MICHEL KOKOREFF : Des drames comme ceux de ces derniers jours sont dramatiques pour les familles et les proches. Mais il est obscène d’instrumentaliser la mort de jeunes à des fins ­politiques, sécuritaires ou syndicales, sans s’atteler aux problèmes de fond. Il y a ce discours de dramatisation qui dit que les jeunes sont de plus en plus violents, de plus en plus tôt. Les rixes entre bandes ont toujours existé, au moins depuis les Apaches à la fin du XIXe siècle. De plus, on n’a pas de thermomètre fiable pour évaluer le phénomène, d’outils pour déterminer le nombre de bandes, de rixes, leur augmentation ou l’inverse. Les bandes sont, par définition, un phénomène dynamique, dont les membres ne cessent de se grouper ou de se dégrouper. Elles sont des groupes informels, qui se réunissent sur une base de sociabilité. Ce ne sont ni des mafias ni des organisations criminelles et leurs membres ne sont pas forcément des délinquants.

Il n’y a pas de liens avec le trafic de drogue ?

MICHEL KOKOREFF : Si on reprend les termes utilisés dans les quartiers populaires, ceux qui s’occupent du trafic s’appellent des équipes ou des réseaux. Elles ont mieux à faire que s’entretuer pour un regard de ­travers ou des histoires de filles, ou des contentieux immémoriaux. Il peut y avoir une porosité. Les équipes peuvent recruter dans les bandes. Mais entrer dans le business, c’est comme un job. C’est obtenir une activité avec une rémunération et éventuellement une promesse de promotion. Ce n’est pas la même logique que celle d’une bande.

Comment expliquer ce phénomène de bandes ?

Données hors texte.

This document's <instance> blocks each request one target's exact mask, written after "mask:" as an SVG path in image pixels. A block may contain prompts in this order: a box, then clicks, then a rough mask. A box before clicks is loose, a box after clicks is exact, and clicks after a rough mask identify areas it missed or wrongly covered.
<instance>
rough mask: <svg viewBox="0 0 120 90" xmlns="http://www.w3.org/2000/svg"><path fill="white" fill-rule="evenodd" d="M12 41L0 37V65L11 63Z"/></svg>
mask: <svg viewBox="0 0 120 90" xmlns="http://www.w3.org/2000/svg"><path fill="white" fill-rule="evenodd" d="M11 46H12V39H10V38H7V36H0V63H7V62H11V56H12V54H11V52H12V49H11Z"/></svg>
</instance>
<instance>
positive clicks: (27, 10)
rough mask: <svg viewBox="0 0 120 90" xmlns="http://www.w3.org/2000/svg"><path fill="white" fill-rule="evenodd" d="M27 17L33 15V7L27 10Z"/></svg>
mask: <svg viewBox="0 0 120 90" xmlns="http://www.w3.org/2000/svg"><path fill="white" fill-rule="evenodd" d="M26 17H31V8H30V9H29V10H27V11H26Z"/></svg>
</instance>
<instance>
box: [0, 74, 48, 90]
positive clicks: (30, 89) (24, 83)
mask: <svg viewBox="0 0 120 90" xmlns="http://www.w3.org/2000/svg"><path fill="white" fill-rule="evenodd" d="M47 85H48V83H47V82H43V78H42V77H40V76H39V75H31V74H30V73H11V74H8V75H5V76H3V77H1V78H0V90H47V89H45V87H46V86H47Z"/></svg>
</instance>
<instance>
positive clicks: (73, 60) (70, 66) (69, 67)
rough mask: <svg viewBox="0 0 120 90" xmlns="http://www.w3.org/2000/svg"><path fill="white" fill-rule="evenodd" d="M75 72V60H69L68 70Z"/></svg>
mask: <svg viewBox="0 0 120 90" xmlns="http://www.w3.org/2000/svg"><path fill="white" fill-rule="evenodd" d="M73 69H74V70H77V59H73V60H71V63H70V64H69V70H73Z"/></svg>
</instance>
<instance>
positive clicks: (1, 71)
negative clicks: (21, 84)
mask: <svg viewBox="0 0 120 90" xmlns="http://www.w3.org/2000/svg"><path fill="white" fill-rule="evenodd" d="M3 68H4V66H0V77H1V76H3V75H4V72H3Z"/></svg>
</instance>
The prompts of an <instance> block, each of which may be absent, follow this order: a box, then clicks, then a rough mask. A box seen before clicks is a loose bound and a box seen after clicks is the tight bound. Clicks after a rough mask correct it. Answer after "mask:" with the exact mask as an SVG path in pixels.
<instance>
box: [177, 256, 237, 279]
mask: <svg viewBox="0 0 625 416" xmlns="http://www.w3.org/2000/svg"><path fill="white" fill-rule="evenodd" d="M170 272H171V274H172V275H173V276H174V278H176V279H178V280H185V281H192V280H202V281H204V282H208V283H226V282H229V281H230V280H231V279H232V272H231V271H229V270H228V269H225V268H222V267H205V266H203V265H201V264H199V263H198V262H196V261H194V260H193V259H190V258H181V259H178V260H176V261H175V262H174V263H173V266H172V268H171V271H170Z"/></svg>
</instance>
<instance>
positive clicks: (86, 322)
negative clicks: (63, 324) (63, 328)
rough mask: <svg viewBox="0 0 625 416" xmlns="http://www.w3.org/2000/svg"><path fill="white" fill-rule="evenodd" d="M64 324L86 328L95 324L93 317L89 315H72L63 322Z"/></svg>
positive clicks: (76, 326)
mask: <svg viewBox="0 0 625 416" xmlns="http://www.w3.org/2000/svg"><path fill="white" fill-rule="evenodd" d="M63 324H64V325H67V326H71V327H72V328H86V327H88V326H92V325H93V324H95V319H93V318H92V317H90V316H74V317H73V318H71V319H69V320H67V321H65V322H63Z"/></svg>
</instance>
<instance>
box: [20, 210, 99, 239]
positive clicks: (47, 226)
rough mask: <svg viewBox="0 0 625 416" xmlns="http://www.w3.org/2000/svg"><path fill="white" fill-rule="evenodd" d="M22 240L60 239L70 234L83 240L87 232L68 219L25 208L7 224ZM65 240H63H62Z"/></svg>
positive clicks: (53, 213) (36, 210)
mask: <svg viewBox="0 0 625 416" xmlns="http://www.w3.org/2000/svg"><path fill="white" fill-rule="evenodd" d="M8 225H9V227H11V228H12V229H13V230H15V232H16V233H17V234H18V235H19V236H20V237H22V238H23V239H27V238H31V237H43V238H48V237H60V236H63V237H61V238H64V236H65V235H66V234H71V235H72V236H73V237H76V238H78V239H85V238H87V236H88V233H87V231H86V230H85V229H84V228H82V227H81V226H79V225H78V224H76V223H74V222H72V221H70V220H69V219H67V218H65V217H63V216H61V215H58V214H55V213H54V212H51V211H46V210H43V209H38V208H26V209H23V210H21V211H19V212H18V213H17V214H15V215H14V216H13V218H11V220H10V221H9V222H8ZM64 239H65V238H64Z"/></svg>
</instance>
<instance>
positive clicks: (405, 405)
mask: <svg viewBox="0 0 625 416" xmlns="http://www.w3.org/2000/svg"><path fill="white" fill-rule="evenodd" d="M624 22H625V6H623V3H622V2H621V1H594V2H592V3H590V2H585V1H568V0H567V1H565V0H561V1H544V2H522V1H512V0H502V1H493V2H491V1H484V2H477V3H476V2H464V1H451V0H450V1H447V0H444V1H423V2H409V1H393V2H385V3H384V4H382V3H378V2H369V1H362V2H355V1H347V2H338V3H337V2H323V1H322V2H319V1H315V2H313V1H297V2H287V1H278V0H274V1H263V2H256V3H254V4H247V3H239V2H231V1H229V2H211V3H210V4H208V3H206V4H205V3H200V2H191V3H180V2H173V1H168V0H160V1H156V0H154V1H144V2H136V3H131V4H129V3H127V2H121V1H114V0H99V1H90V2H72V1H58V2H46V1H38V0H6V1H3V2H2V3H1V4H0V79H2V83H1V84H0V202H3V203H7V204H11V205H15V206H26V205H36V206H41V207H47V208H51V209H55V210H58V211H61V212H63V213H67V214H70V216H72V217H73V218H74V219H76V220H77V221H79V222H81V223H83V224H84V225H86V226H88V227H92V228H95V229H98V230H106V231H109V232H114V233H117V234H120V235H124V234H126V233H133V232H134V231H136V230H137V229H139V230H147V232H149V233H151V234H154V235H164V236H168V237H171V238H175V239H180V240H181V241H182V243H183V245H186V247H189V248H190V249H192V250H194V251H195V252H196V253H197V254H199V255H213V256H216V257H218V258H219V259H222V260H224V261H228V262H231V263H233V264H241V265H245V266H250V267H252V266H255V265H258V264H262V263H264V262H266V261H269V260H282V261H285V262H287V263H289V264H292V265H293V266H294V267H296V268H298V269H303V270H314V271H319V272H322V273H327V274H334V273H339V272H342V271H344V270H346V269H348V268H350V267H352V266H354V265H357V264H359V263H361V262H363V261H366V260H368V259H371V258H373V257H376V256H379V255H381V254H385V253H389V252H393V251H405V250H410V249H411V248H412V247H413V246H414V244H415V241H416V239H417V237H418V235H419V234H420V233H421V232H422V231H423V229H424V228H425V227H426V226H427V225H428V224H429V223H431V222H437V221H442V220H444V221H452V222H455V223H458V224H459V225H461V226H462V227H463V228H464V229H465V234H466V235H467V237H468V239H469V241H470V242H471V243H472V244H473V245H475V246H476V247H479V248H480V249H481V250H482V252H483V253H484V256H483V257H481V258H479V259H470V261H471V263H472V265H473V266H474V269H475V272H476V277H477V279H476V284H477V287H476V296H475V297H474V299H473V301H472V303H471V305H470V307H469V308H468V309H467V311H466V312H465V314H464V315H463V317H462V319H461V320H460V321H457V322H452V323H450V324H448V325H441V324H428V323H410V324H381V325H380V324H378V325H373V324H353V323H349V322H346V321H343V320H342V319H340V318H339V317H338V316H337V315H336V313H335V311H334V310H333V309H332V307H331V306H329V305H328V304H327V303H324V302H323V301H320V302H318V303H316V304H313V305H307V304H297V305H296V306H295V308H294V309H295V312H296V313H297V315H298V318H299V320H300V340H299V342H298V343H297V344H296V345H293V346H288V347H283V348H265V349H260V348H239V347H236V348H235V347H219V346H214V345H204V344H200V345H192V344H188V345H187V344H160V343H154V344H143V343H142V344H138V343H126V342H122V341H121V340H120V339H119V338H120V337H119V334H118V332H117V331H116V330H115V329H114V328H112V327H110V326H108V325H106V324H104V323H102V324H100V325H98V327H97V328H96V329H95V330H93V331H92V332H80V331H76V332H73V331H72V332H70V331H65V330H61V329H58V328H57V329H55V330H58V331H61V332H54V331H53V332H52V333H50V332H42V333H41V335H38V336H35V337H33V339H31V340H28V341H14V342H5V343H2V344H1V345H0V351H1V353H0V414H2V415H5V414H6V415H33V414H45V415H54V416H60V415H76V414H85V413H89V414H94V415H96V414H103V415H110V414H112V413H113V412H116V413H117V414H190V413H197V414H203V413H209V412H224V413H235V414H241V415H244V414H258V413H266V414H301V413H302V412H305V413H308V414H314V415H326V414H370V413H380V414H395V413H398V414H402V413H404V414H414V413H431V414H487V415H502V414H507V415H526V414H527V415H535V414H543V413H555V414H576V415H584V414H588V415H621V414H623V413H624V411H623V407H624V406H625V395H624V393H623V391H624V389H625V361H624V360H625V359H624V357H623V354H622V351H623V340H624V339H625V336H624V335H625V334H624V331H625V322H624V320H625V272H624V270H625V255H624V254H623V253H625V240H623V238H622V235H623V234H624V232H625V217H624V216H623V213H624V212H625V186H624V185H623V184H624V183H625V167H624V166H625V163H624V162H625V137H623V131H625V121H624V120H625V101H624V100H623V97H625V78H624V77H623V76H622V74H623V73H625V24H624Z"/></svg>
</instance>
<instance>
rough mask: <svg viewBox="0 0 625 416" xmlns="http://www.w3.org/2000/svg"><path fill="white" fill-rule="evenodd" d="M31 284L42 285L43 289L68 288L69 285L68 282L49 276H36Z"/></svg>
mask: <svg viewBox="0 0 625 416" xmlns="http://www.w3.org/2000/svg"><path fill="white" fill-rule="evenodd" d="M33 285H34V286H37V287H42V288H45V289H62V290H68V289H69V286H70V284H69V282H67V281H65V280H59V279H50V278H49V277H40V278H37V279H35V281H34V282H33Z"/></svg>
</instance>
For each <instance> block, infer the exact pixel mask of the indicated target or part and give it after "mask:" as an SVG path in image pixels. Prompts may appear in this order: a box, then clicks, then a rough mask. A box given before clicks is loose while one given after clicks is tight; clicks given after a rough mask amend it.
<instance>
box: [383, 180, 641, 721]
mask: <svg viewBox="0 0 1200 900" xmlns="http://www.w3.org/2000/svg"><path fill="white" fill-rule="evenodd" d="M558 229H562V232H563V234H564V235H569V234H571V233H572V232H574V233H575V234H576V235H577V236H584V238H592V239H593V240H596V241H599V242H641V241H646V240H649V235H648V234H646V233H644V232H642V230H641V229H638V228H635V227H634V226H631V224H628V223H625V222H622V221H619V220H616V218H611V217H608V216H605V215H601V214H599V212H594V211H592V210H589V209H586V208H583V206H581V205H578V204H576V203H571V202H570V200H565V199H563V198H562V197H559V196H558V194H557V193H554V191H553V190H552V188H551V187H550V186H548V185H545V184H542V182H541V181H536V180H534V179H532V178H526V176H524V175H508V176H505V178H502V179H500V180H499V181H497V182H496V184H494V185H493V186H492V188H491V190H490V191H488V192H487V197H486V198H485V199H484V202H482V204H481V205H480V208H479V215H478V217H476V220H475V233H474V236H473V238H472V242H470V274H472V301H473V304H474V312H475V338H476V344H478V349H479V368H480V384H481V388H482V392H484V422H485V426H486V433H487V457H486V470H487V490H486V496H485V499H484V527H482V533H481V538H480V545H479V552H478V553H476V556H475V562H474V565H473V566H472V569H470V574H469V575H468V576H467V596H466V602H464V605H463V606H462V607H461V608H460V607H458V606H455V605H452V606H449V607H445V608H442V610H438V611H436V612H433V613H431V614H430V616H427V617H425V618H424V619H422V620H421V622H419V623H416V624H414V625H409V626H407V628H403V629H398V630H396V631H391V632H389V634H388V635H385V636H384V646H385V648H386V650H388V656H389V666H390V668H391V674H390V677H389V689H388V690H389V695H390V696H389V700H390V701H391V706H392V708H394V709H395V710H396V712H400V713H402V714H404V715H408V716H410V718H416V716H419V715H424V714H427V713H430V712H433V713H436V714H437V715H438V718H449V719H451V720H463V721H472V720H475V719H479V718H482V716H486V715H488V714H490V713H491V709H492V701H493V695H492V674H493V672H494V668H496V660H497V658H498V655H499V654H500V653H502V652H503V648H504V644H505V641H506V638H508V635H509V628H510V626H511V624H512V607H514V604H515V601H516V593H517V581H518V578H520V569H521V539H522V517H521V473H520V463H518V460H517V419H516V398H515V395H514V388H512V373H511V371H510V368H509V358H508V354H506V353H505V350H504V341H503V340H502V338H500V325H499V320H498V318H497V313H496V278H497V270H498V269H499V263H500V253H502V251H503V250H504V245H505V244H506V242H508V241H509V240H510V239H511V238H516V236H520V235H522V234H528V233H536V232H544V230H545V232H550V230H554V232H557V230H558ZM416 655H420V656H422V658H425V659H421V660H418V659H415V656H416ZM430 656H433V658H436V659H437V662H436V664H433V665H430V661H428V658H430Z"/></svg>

MICHEL KOKOREFF : Elles se forment dans les angles morts du groupe familial, qui a du mal à gérer ces adolescents, et de l’école, qui est à la fois un impératif pour la réussite et une barrière pour les classes populaires. La bande est un univers séduisant et valorisant qui s’offre aux jeunes garçons que la famille et l’école ne parviennent pas à socialiser. Ils peuvent y exprimer leur sens de la virilité, de la solidarité groupale. La culture du virilisme, support identitaire des hommes des milieux populaires depuis longtemps, y joue un rôle très fort. Le problème sous-jacent de ces jeunes margi­nalisés, c’est qu’ils sont en décrochage scolaire. Or, sur ce plan, rien n’est fait. L’optique répressive ne prend pas en compte cette dimension sociale. ant que l’on persiste à y voir une « excuse sociologique », on ne peut pas avancer. À la place, on nourrit les pages faits divers et on joue sur la peur.

Comment expliquer les logiques territoriales à l’œuvre ?

MICHEL KOKOREFF : C’est un vieux truc de village. On se définit en s’opposant. Le groupe construit son identité dans l’altérité, par rapport à ceux d’en face. La bande définit un territoire et une identité. Elle assure une reconnaissance, fait peur autant qu’elle protège. On en parle dans les journaux, sur les réseaux sociaux. Ces derniers ont un effet démultiplicateur et même incitateur, mais ils n’en sont pas la cause. Ils accélèrent la diffusion. Ils font l’événement et entretiennent la compétition. On va y montrer ses « exploits ». Paradoxalement, on est dans une société où chacun a droit à un quart d’heure de visibilité. Les réseaux sociaux offrent cette visibilité à ceux qui n’en ont pas, même si c’est sous la forme d’images de violence.

Comment faudrait-il aborder ce problème ?

MICHEL KOKOREFF : L’enjeu est d’identifier quelles sont les médiations possibles, faire de la prévention. Qui peut intervenir pour faire baisser la tension, trouver des gestes de désescalade ? La police ne peut pas jouer ce rôle. Ce sont parfois des pairs qui parviennent à casser la logique de représailles. Il y a les éducateurs aussi. Quelquefois, cela peut venir des anciens, quitte à être eux-mêmes des délinquants ou anciens délinquants, qui parviennent à produire les gestes d’apaisement et à mettre en place des logiques de désescalade.